A reflexão é de Marcel Domergue (+1922-2015), sacerdote jesuíta francês, publicada no sítio Croire, comentando o evangelho da Festa da Santíssima Trindade - Ciclo C. A tradução é de Francisco O. Lara, João Bosco Lara e José J. Lara.
Referências bíblicas
1ª leitura: "Assim fala a Sabedoria de Deus: desde a eternidade fui constituída, desde o princípio, antes das origens da terra" (Provérbios 8,22-31).
Salmo: Sl. 8 - R/ Ó Senhor, nosso Deus, como é grande vosso nome por todo o universo!
2ª leitura: "Estamos em paz com Deus, pela mediação do Senhor nosso, Jesus Cristo... porque o amor de Deus foi derramado em nossos corações pelo Espírito Santo que nos foi dado" (Romanos 5,1-5).
Evangelho: "Tudo o que o Pai possui é meu e o Espírito receberá do que é meu e vo-lo anunciará" (João 16,12-15).

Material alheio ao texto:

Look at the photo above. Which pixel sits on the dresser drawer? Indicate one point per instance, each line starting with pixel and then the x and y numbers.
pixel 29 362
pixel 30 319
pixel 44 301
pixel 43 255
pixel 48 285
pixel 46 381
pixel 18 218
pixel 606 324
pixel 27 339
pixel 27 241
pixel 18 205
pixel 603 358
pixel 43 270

Que audácia dos primeiros cristãos, afirmarem ser Deus, a uma só vez, Um e Três! Por que desafiar assim a inteligência humana? É que, nos evangelhos, Jesus nos fala do Pai, do Filho e do Espírito. Sim, ele os distingue, mas, especialmente em João, diz que cada um está no outro, que está cada um em cada um dos outros. A nossa fé na Trindade é antes de tudo obediência às Escrituras. Na verdade, as Escrituras nunca dizem que «são três» ou que «Ele é três». Claro, as Escrituras não fazem contas: não há nelas aritmética alguma com referência às «pessoas divinas». Aliás, até mesmo o termo «pessoa» não se encontra presente ali, a este respeito. Foi a partir do Pai, do Filho e do Espírito, assim nomeados no Novo Testamento, que os cristãos construíram todo um edifício dogmático, intelectual, marcado pelo contexto cultural e filosófico da época de sua concepção. Um caminho trabalhoso, sem dúvida, através de pistas falsas e de becos sem saída. Mas os Concílios acabaram por se colocarem de acordo quanto a «uma só natureza divina e três pessoas»; fórmula feita evidentemente de palavras tomadas da experiência do mundo criado. Querem dizer que há um só Deus, mas que o Pai, o Filho e o Espírito não designam apenas aspectos diversos de uma mesma realidade, como se fossem «fardamentos» com os quais Deus se mostraria conforme cada ação que estivesse fazendo em favor dos homens: Pai enquanto criador, Filho enquanto salvador, Espírito enquanto inspirador. Para a nossa fé, trata-se de três «sujeitos» (no sentido gramatical da palavra) constituídos de uma única «substância». Devemos confessar que, para nós, isto é incompreensível. O que é normal; pois, não podemos encerrar Deus em nossos conceitos. Confessemos também, aliás, ser igualmente impossível conhecer totalmente uma pessoa humana.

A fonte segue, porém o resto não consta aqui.